(Reuters) - Banc of America Securities analyst Michael Hecht cut his earnings outlook on U.S. investment banks Goldman Sachs Group Inc (GS.N) and Morgan Stanley (MS.N) to reflect a tough fixed-income sales and trading environment, and a downward trend in equity markets.
“...We still believe Goldman and Morgan Stanley stand to benefit from stronger customer flow activity as other firms face more substantial de-leveraging pressures, but still not enough to offset recent cyclical and seasonal pressures across most capital markets businesses the last three months,” the analyst said.
He cut his third-quarter earnings estimate on Goldman to $2.50 a share from $3.98, and on Morgan Stanley to 85 cents a share from $1.02.

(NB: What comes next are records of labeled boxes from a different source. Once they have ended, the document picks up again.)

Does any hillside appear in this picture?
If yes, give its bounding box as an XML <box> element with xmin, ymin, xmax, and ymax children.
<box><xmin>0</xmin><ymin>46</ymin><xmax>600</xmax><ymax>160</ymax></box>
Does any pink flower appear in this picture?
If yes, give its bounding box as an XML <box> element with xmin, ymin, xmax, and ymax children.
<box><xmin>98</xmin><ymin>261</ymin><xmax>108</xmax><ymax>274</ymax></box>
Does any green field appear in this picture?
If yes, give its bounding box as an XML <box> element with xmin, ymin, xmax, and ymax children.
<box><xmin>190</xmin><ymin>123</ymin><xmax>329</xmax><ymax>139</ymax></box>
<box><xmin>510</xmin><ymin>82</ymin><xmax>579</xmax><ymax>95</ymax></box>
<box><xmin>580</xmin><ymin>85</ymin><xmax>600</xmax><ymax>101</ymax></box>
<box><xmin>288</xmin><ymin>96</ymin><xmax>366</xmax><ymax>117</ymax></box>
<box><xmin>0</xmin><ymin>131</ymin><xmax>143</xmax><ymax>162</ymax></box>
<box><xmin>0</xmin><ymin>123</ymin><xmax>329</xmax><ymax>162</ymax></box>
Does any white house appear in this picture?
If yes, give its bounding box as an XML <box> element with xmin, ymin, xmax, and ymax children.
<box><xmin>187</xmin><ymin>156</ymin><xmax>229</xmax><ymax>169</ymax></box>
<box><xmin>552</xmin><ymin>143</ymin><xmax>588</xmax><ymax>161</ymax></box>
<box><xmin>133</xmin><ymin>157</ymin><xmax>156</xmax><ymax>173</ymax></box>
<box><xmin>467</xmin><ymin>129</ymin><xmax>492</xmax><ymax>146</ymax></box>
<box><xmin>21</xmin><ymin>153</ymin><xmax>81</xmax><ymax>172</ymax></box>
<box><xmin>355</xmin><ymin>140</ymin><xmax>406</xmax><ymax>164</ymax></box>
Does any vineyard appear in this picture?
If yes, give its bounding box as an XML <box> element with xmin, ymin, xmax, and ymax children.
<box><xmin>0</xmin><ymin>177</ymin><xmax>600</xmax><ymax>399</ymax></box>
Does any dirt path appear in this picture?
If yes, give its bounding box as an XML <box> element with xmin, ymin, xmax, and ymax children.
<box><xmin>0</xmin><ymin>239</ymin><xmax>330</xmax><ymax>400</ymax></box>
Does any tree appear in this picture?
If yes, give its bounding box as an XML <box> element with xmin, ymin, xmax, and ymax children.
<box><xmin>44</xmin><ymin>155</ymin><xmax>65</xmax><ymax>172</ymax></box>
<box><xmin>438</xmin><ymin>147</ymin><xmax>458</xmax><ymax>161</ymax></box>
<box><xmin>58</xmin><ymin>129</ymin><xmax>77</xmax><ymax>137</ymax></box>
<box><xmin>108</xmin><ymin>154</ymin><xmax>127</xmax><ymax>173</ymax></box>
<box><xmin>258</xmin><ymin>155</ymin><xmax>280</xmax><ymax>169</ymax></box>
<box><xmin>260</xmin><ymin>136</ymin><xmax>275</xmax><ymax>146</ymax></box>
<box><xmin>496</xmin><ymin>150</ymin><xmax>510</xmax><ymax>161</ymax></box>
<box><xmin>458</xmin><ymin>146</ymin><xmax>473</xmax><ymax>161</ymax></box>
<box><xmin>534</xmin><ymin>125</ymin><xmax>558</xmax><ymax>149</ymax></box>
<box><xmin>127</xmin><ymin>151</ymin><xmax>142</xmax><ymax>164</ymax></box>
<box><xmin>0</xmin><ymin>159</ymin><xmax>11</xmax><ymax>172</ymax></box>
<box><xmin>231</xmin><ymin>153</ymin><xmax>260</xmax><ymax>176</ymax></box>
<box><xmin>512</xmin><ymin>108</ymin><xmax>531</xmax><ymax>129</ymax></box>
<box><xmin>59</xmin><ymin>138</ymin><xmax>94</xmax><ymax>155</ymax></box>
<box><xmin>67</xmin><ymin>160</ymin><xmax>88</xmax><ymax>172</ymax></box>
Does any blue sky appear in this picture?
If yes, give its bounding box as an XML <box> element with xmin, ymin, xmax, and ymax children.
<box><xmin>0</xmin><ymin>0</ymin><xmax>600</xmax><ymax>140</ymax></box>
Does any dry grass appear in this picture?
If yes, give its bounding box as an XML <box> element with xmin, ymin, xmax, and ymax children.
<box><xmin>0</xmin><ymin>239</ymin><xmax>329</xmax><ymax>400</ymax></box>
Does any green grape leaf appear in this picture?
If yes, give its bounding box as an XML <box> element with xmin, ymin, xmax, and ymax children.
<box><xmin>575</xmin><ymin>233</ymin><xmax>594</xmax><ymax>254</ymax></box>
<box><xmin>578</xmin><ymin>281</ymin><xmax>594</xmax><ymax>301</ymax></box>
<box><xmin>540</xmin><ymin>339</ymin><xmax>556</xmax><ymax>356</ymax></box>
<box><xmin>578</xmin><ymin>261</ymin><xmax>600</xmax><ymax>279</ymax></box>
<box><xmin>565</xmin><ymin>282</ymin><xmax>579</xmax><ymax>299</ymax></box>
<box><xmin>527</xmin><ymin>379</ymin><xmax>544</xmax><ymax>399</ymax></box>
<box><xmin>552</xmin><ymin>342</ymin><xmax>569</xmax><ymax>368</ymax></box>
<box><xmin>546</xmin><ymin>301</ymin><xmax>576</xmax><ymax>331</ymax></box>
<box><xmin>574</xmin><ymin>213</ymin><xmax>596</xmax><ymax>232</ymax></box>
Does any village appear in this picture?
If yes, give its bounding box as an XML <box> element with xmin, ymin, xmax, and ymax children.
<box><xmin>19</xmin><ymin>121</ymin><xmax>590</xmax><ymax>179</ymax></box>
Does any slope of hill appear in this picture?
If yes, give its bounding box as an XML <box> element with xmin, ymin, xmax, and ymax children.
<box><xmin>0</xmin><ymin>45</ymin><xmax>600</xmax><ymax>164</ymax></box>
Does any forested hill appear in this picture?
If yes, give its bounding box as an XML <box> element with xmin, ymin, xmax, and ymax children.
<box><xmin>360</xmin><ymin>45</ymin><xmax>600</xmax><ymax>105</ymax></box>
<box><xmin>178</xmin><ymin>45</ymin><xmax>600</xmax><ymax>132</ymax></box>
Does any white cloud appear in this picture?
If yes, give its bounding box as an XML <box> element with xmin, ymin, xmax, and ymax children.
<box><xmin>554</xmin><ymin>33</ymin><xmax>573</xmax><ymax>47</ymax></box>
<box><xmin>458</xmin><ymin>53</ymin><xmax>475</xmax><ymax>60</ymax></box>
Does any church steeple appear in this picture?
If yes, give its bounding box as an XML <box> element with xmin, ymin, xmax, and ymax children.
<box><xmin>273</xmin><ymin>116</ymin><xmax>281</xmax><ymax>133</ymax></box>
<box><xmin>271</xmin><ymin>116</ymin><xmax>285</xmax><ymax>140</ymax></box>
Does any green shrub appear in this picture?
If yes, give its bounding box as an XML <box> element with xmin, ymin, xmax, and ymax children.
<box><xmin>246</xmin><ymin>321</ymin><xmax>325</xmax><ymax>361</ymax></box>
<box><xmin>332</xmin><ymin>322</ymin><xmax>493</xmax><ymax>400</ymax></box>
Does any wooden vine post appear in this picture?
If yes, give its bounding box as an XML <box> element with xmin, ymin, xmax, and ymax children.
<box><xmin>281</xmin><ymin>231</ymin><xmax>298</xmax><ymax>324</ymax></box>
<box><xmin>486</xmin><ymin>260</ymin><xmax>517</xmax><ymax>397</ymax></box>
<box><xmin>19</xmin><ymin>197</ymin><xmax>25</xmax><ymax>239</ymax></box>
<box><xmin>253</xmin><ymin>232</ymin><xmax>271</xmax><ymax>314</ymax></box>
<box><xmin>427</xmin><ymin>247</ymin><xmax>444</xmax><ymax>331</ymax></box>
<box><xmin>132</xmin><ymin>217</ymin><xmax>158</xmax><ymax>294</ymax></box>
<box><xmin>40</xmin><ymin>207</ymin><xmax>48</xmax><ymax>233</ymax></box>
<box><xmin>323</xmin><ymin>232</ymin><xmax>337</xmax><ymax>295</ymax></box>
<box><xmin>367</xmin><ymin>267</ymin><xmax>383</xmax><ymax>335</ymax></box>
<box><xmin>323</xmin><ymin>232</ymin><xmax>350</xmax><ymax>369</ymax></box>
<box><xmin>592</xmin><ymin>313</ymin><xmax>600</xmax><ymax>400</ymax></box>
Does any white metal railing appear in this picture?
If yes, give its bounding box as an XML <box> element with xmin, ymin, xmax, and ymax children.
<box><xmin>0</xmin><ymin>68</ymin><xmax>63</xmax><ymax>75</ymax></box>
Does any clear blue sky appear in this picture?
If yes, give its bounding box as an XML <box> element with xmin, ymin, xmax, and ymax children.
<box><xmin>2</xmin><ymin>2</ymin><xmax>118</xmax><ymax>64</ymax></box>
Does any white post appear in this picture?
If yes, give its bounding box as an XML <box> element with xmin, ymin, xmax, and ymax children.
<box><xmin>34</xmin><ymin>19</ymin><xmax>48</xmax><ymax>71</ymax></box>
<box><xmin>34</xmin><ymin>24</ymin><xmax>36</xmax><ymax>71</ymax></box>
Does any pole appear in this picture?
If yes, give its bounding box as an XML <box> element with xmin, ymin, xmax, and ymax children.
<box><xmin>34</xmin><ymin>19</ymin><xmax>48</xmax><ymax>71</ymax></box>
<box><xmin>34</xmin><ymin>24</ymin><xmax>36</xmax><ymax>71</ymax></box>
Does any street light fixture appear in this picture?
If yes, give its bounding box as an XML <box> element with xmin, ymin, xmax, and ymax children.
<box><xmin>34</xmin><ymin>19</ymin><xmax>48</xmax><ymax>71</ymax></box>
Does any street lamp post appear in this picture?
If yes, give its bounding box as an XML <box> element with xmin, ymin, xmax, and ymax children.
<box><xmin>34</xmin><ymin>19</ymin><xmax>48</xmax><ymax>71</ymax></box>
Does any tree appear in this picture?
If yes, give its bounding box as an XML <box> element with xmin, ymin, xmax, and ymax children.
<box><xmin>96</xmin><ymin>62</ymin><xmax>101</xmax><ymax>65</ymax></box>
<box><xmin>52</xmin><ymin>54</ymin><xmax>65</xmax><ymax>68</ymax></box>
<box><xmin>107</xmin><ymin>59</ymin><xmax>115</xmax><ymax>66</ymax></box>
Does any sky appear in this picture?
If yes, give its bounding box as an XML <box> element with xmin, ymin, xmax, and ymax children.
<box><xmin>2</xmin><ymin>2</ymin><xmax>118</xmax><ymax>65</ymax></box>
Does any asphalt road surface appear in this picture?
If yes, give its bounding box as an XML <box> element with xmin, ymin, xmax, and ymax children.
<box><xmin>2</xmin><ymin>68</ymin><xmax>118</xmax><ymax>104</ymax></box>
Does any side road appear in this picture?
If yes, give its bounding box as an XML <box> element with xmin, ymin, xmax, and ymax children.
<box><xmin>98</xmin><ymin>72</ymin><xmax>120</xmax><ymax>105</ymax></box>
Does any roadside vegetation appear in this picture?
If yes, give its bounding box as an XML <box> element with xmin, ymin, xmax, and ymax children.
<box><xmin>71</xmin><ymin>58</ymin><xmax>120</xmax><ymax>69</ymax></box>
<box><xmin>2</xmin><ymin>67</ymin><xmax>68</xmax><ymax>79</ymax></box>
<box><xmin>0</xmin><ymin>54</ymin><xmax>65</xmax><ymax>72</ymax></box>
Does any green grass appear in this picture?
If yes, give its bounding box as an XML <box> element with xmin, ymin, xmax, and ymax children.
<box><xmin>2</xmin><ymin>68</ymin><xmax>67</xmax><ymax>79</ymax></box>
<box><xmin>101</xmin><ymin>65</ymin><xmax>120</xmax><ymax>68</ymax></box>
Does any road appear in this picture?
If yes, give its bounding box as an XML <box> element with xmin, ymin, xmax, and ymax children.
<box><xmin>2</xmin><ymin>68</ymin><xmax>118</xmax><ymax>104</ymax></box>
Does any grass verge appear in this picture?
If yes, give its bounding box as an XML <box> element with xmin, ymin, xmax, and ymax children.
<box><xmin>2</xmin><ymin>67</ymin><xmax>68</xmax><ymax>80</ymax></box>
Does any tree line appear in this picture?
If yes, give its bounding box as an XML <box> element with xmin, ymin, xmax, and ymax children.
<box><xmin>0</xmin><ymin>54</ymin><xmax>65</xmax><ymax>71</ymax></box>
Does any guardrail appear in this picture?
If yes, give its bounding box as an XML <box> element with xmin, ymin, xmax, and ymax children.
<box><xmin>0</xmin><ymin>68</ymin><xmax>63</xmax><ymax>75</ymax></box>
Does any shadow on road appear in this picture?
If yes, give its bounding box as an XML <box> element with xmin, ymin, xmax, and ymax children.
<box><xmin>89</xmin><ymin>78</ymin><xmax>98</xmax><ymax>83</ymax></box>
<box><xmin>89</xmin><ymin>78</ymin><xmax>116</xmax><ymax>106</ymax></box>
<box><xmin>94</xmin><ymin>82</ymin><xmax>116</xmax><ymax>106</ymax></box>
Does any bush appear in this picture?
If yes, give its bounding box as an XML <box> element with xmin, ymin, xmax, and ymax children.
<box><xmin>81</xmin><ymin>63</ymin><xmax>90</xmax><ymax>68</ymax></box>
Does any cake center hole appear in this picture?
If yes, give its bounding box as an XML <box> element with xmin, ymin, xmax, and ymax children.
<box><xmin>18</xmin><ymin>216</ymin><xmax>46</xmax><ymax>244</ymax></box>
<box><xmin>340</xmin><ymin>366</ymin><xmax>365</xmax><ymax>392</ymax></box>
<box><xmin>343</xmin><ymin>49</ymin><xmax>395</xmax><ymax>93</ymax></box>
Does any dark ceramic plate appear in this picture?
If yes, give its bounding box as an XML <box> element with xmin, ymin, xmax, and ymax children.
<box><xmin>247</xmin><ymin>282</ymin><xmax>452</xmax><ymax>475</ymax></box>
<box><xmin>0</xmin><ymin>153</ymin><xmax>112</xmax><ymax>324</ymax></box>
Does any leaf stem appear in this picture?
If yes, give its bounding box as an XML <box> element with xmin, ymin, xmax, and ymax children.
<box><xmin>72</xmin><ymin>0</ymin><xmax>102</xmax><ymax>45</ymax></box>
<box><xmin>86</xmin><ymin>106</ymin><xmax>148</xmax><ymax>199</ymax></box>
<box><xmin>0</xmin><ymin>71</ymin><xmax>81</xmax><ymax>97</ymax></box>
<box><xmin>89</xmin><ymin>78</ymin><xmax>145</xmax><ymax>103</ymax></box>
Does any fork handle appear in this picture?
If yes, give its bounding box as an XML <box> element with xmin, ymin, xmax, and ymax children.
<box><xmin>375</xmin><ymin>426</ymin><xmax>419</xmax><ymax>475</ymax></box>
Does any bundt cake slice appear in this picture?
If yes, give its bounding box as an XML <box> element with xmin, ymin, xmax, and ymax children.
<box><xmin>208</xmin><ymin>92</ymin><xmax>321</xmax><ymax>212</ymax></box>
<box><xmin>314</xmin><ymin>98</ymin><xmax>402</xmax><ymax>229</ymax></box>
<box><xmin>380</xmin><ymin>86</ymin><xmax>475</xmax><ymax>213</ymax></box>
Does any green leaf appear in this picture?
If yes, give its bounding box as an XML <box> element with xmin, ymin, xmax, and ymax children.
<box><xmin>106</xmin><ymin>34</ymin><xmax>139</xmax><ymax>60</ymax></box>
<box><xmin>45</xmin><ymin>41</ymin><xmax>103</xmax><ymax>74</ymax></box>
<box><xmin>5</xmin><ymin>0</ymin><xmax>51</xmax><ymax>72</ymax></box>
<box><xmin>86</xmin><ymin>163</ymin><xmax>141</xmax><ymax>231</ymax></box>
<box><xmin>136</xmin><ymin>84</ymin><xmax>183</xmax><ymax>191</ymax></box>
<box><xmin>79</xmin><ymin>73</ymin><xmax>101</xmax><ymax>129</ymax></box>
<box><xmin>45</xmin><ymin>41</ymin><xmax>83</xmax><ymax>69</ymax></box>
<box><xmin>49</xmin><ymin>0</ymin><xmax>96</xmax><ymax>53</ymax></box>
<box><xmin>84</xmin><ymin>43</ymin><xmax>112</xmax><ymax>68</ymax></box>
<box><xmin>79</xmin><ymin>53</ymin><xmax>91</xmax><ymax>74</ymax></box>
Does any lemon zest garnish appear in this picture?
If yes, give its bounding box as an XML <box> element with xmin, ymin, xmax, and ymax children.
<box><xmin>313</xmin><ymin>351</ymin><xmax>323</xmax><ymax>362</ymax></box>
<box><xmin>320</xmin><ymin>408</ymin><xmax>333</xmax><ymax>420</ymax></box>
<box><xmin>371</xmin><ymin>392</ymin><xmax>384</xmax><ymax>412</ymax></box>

Hecht, however, said he expects Morgan Stanley to deliver the best earnings-per-share growth and return-on-equity traction in the group, given continued momentum in its core institutional securities franchise.
He cut his price target on the shares of Morgan Stanley to $52 from $55 and maintained his “buy” rating on the stock.
Hecht cut Goldman’s price target to $186 from $192, maintaining his “neutral” rating.
Since the start of this month, analysts at Merrill Lynch, Fox-Pitt, Bernstein, Citigroup and Lehman have cut their estimates for Goldman and Morgan Stanley.
Shares of Goldman closed at $156.42 Thursday on the New York Stock Exchange, while those of Morgan Stanley closed at $37.06.